Having identified the most used positioning patterns for sign language interpreters, these positions were mapped in order to enable the identification of the frontal faces in an image with the greatest potential to effectively being an interpreter.

Having knowledge of all this information, the flowchart for processing the method was prepared. Figure 8 shows the flowchart with all the steps needed to execute the solution.

Fig. 7.
figure 7

Out of standard sign language interpreter

Fig. 8.
figure 8

Flowchart for the proposed solution

The processing begins when the system receives a new video content stream. This content is the after decoding data, see Fig. 2, where the video content is ready to be displayed. At this point, a sample of the video is taken for analysis. With this screenshot image the frontal face detector is executed. A matrix containing all the identified frontal faces on the image is returned. As previously explained, identify a frontal face is not the guarantee of the presence of a sign language interpreter. Because of that, each area identified in the face detector is confronted with the mapped areas most probable to have an interpreter.

After that, only the matches are taken. Each mapped area received a probability value, being the bottom right area the greatest. So, the remaining areas are verified and the one with the greatest probability is chosen. At this point, if no area is remaining, it is considered that no interpreter is present in the image. If that is not the case, the selected area is taken and will be passed to the image controller system of the television, together with the desired zoom for the interpreter.

The image controller is the software on the TV that controls everything that is displayed on the screen. Each manufacturer has its own solution for it, and it is not the purpose of this paper to detail it. After that, the content to be display is built, positioning the original content with the magnified interpreter. Such step is also not the focus on this paper, because each manufacturer can solve it its own way, and with its own desired layout. The final step is show the content on the screen, containing or not the magnified sign language interpreter, depending on the result of the processing.

5 Results

This section will present the results achieved on the development of this work.

The system described on the previous section was implemented on a Linux based operation system running on a dedicated hardware platform. A platform native C++ application was developed to implement the described method. Figure 9 shows an example of the video content analysed, where the sign language interpreter was identified and later magnified.

After implemented, the system was tested using live broadcast content from different parts of the world, to verify its ability to detect the most diverse sign language interpreters. The system had a requirement to achieve a detection success rate of at least 80%. The tests showed that the proposed method achieved the required accuracy.

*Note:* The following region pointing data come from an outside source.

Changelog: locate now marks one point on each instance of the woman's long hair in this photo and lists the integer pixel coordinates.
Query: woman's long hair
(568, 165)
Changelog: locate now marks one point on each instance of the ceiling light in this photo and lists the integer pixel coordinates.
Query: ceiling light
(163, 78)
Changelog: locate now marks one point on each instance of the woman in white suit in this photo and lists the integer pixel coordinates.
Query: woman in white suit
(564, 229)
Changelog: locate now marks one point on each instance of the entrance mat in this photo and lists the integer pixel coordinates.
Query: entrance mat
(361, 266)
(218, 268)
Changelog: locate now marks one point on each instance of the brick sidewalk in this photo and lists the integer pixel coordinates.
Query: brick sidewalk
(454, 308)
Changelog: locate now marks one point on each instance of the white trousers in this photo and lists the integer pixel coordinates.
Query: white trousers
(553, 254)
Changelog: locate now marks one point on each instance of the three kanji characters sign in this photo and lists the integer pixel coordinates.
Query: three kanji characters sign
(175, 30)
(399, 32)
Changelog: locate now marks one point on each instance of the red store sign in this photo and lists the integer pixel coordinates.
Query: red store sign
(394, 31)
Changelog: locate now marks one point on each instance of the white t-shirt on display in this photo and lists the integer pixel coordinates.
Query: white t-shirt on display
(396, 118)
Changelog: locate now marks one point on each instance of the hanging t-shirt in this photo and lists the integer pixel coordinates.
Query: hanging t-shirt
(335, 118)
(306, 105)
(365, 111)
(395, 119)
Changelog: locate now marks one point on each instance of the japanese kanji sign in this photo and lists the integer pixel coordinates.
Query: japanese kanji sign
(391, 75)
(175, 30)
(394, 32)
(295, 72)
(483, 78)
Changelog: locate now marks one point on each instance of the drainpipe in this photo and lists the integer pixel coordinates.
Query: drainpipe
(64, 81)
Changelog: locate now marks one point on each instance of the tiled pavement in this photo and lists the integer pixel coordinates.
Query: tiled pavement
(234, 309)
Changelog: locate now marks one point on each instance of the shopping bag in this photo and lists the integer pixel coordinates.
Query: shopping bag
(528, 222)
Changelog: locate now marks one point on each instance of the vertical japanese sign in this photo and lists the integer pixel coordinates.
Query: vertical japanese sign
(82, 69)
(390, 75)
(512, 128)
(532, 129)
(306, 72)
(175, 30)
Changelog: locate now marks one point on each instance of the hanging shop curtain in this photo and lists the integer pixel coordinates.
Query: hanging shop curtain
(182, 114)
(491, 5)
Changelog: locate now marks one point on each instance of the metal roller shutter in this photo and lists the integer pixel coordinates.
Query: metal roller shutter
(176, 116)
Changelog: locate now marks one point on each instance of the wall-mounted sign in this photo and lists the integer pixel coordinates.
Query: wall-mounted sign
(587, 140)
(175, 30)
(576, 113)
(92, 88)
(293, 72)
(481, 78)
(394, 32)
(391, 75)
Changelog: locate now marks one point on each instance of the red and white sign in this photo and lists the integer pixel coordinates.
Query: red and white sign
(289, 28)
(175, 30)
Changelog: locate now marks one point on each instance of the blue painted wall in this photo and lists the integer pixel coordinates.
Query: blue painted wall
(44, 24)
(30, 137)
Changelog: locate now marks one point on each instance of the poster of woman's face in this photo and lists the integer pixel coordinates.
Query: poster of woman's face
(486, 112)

Regarding the execution time, the method was tested on several hardware platform models, models with lesser or greater computational capacity. The tests showed that the system took 2 to 3 s, depending on the platform used, to perform the verification and extraction of the sign language interpreter. As the developed application does not demand real-time verification and updates of the interpreter position, the time obtained was within the required limits.

Fig. 9.
figure 9

Resulting video content generated by the method

The method proved to be easy to integrate and adapt regardless of the platform used. In all the tested platforms the system behaved in a similar way and with good repeatability.

6 Conclusion

The search for information by the people and the concern to reach all audiences by the content generators is greater every day. In a world like this the need to make information and content accessible to everyone is growing. The sign language interpreters available on some TV content sometimes are not the best for a better appreciation of the displayed content.

This article sought to present a machine learning based method intended to identify the presence and the position of a sign language interpreter on the screen, take an instance of it and make it available for magnification, providing greater accessibility and experience improvement on watching TV for people with special needs.

The obtained results show that the method achieved the sought accuracy, which was greater than 80%, with an execution time between 2 to 3 s. As previously stated, for the application in question the execution time was not a critical factor. However, for future improvements, an upgrade on the performance of the system in relation to the execution time would be interesting, since time and processing demand are directly linked.

Future works could include the creation of a dedicated sign language interpreters database and the development of a deep learning convolutional neural network based solution for improvement on accuracy and time consumption.